Driver feedback key to safeguards

 

The concussion that will keep Dale Earnhardt Jr. out of the next two Cup races has ramifications beyond the future of NASCAR racing’s most popular driver.

One of the most-asked questions in the wake of the Earnhardt announcement was whether NASCAR and medical personnel at race tracks can or should do more to help identify possible concussions and what that might mean in terms of withholding drivers from competition.

Given that a description of symptoms is usually necessary to diagnose a concussion, the bottom line is that accurate identification of a concussion depends in large part on the cooperation and honesty of the driver.

Earnhardt chose not to seek treatment after a hard wreck during testing Aug. 29 at Kansas and continued to drive, though he acknowledged Thursday that he was less than 100 percent before the Chase for the Sprint Cup started.
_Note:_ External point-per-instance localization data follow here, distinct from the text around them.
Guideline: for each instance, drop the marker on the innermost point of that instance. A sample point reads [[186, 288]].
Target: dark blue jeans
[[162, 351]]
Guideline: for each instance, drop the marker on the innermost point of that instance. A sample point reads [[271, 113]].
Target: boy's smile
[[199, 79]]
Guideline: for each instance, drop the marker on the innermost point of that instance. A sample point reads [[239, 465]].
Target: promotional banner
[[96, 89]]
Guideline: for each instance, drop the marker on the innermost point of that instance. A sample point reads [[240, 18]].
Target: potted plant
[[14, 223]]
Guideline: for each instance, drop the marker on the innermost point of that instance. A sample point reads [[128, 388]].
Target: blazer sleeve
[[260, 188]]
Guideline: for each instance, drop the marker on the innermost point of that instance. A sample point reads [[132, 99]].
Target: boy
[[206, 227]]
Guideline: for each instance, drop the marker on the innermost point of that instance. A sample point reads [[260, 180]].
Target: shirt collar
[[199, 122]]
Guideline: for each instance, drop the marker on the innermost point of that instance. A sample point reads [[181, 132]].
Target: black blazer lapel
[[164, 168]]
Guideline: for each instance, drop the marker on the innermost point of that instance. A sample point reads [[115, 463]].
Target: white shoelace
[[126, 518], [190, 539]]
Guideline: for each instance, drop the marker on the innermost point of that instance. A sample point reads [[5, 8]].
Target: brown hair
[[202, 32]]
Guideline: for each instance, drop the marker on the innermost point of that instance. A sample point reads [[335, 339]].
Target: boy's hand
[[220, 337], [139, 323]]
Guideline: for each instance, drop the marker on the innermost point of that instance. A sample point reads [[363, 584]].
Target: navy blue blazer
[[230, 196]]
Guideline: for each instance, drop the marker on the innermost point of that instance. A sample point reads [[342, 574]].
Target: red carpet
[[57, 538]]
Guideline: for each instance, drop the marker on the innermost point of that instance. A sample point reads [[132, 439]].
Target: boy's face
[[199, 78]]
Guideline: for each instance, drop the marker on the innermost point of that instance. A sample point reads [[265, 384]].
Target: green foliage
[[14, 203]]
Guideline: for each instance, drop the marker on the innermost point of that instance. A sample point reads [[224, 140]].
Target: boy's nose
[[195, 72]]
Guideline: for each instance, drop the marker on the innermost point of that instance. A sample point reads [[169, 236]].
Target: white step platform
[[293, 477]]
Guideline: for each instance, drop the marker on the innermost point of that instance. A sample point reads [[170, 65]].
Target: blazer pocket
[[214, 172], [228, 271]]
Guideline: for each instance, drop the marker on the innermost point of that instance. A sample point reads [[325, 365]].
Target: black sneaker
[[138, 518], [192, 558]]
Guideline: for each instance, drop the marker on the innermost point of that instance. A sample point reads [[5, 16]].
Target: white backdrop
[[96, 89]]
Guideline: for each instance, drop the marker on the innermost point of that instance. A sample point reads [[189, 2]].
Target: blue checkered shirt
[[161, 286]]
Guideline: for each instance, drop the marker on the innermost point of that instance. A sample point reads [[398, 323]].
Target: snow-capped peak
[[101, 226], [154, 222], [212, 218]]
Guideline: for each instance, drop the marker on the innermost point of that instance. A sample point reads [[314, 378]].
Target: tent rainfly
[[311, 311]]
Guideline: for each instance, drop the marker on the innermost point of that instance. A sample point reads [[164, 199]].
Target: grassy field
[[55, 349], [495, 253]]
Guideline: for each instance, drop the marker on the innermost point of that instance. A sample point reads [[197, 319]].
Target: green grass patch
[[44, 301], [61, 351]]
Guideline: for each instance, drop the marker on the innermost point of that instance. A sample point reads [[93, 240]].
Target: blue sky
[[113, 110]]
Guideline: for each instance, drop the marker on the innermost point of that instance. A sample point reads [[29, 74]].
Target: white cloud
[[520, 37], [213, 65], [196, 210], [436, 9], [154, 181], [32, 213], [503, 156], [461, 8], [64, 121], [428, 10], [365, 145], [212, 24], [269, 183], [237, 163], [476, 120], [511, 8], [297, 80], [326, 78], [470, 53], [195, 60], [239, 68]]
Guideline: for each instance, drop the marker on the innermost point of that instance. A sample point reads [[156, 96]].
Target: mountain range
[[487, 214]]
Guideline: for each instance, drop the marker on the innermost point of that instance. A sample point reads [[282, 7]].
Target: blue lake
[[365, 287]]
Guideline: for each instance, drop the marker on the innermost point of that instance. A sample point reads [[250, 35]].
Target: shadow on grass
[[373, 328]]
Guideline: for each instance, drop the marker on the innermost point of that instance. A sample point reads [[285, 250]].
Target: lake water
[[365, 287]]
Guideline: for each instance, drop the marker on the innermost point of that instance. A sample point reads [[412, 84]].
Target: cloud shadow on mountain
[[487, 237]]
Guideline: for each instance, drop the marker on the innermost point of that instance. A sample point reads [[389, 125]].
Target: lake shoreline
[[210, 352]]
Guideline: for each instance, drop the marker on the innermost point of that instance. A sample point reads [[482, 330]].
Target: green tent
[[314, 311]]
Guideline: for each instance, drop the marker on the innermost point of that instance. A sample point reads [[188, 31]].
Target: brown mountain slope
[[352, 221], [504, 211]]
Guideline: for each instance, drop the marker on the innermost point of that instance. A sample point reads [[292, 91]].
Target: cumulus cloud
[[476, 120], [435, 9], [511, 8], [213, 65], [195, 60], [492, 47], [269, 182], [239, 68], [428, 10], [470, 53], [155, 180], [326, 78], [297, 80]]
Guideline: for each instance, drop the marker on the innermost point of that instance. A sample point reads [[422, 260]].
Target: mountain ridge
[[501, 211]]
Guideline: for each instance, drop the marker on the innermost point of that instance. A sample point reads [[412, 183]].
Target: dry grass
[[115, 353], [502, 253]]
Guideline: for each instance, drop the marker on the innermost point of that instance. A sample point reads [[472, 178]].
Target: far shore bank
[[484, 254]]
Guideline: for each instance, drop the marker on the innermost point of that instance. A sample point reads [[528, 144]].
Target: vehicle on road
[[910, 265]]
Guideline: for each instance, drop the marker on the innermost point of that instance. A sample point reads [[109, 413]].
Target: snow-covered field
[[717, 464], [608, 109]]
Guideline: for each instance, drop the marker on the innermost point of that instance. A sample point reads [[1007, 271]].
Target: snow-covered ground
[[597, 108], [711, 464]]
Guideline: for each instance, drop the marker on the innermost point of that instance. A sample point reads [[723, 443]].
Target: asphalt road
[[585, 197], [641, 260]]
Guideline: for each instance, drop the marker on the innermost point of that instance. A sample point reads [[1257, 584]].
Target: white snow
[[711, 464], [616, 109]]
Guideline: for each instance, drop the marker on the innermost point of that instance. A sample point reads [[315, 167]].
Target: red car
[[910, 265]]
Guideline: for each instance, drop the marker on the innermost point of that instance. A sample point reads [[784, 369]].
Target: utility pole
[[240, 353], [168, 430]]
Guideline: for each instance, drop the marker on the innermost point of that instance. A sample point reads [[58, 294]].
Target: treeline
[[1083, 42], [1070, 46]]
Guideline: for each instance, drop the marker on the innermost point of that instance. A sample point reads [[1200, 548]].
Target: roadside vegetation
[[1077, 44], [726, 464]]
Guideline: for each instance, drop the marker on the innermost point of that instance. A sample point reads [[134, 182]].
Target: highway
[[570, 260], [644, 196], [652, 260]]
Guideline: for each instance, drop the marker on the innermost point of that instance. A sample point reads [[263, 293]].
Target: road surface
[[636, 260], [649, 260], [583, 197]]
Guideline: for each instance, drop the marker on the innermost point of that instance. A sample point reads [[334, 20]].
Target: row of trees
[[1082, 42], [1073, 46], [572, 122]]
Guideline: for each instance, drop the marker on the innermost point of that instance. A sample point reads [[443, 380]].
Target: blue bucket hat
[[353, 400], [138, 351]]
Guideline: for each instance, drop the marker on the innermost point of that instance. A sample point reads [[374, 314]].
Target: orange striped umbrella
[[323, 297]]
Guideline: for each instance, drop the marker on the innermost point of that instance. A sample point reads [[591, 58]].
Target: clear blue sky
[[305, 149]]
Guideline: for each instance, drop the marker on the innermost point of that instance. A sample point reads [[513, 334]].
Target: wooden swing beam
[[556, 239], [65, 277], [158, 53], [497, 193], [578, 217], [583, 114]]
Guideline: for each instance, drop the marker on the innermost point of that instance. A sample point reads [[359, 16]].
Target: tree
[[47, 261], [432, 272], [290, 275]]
After a wreck at Talladega on Sunday, Earnhardt had a persistent headache and sought medical advice from neurologist Dr. Jerry Petty, who held Earnhardt out of at least the next two races, pending further evaluation after he is symptom-free.

“It will probably help to go back to Kansas and what happened,” said Steve O’Donnell, NASCAR vice president of racing operations. “He was seen by an ambulance, proper safety measures were in place, he was cleared. I talked to (Kansas Speedway president) Pat Warren at the track. He had conversations with Junior, post-incident, and everything seemed fine.

“So that’s where I would say the process of an evaluation for any athlete or driver – it’s not just NASCAR making the call. It has to be the driver as well, letting us know how he’s feeling. Part of that we can always evaluate as we will. We’ll look at Kansas and see what we may be able to do better.”